Видит женщину, склонившуюся над ним, чувствует на пылающем лице ее легкую, нежную руку... плачет она беззвучно, не слышно, а Мирсаит, уже на скошенном лишь недавно актанышском лугу, ходит взад-вперед, топая гулко большими жесткими сапогами, хрустит резко кожаном, в руках у него — острая лопата. «То сон, не явь», — хочется крикнуть Мирсаиту, да какой же это сон?
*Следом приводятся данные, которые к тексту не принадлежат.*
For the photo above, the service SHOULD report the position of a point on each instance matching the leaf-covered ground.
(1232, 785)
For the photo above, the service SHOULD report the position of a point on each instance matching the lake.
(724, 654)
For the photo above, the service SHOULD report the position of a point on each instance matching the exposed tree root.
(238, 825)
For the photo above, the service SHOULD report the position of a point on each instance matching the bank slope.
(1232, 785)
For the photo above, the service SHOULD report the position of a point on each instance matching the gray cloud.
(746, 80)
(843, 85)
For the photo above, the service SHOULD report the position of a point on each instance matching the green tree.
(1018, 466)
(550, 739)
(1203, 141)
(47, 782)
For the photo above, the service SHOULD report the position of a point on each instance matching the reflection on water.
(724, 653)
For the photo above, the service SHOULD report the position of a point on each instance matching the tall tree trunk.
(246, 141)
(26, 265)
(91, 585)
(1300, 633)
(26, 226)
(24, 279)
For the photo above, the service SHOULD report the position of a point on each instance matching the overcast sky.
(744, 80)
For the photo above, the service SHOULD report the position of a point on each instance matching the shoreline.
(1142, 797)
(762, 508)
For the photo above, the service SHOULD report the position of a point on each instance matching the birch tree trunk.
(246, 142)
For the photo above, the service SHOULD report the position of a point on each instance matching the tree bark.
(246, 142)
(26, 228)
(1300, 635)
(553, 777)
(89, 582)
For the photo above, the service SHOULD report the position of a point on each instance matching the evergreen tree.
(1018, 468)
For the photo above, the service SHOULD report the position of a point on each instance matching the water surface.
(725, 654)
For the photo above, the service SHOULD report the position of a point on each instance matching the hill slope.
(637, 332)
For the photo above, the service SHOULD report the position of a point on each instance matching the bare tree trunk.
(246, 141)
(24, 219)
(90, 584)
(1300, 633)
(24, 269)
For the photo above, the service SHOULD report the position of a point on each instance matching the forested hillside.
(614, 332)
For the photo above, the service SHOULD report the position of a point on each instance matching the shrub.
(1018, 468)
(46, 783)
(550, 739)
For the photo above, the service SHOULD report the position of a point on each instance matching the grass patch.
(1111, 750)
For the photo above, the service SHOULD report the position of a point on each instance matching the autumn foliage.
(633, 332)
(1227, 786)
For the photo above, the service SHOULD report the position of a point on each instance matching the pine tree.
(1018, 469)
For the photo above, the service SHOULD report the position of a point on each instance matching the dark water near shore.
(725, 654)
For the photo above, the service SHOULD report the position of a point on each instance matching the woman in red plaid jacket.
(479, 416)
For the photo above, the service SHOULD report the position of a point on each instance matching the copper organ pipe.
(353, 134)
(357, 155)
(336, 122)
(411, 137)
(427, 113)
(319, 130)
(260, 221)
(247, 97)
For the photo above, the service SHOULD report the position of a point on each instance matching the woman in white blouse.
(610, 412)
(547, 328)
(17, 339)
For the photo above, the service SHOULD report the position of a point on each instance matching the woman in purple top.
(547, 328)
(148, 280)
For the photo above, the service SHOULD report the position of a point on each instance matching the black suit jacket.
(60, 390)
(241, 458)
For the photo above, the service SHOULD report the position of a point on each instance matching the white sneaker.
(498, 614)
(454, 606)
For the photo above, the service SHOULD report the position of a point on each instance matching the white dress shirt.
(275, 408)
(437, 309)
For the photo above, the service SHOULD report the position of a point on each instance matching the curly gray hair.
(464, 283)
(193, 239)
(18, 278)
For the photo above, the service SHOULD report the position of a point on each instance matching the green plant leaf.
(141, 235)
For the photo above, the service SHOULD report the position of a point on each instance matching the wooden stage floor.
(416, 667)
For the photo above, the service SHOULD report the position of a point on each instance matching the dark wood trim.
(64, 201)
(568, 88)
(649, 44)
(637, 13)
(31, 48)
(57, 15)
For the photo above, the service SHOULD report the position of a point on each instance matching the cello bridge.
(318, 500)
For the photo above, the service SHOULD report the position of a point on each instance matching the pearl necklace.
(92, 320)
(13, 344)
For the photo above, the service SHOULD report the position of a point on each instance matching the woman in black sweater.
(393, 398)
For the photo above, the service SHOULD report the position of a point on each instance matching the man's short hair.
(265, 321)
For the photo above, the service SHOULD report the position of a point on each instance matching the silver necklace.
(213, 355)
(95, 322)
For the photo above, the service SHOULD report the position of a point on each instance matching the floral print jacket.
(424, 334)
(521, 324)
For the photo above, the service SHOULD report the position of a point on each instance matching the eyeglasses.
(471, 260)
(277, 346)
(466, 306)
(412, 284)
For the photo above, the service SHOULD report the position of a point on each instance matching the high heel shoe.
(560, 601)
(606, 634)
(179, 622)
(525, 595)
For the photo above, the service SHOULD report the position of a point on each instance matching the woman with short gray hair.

Вон и луна давешняя, большая, с мельничный жернов, светлая, сияющая — слепит глаза, и луг весь лучами ее усыпан, словно серебряными таньгами. И речка Шабаз течет белоснежно, едут конные арбы, украшенные кистями и полотенцами, на арбах сидят, обнявшись, люди, над головами у них косы сверкают прочерченно. Луна пропала куда-то, все так же сверкают острые косы, дорога длинным брусом протянулась через заводской котлован; арбы, заваливаясь крылами то влево, то вправо, проходят узким брусом. Резко задувает и сникает холодный ветер, бьет в лицо приятной прохладою, рука, шея и бока ноют долгой протяжной болью, воздух греется, накален, травы, и скошенные, красным пламенеют, вырывается пламя ввысь и лижет лицо Мирсаита, — боясь сгореть, стонет он и открывает глаза. Рядом с ним, в белом платке, синеглазая, сидит тихо женщина. Почему сидит она? Что ей нужно?
И вновь он окунается в огненный кошмар, и вырывается с криком, и падает, и открывает глаза, — наконец понимая смутно, что женщина та, рядом с ним, жена его Маугиза, успокоенно уже засыпает, спит долго, почти беспамятно. Когда приходит он в реальный, больничный, кажется, мир, Маугизы нет, у изголовья его стоит большеносый мужчина в белом халате, рокочет ненавязчиво и приятно.
Большеносый в белом берет его свободную, незапеленатую руку, сжимает ее у запястья, считает что-то по часам. Улыбается широко, во весь рот.
— Та-а-ак, так-так! Живем, голубчик, очень даже живем, кризис миновали, превосходно. Живем назло врагам, а?! С нашим-то организмом? Что нам три сломанных ребра, пустячки, батенька, пустячки!
— А что, доктор, али ребра у меня были сломаны?
— Ну, мы их заштопали, Ардуаныч, все в порядке. И ребра, и руку, а ключица вот еще поболит. Недолго, голубчик, потерпите! Ну-к, выпьем лекарство, вот так! Превосходно. Горько? Горько! Значит, превосходно.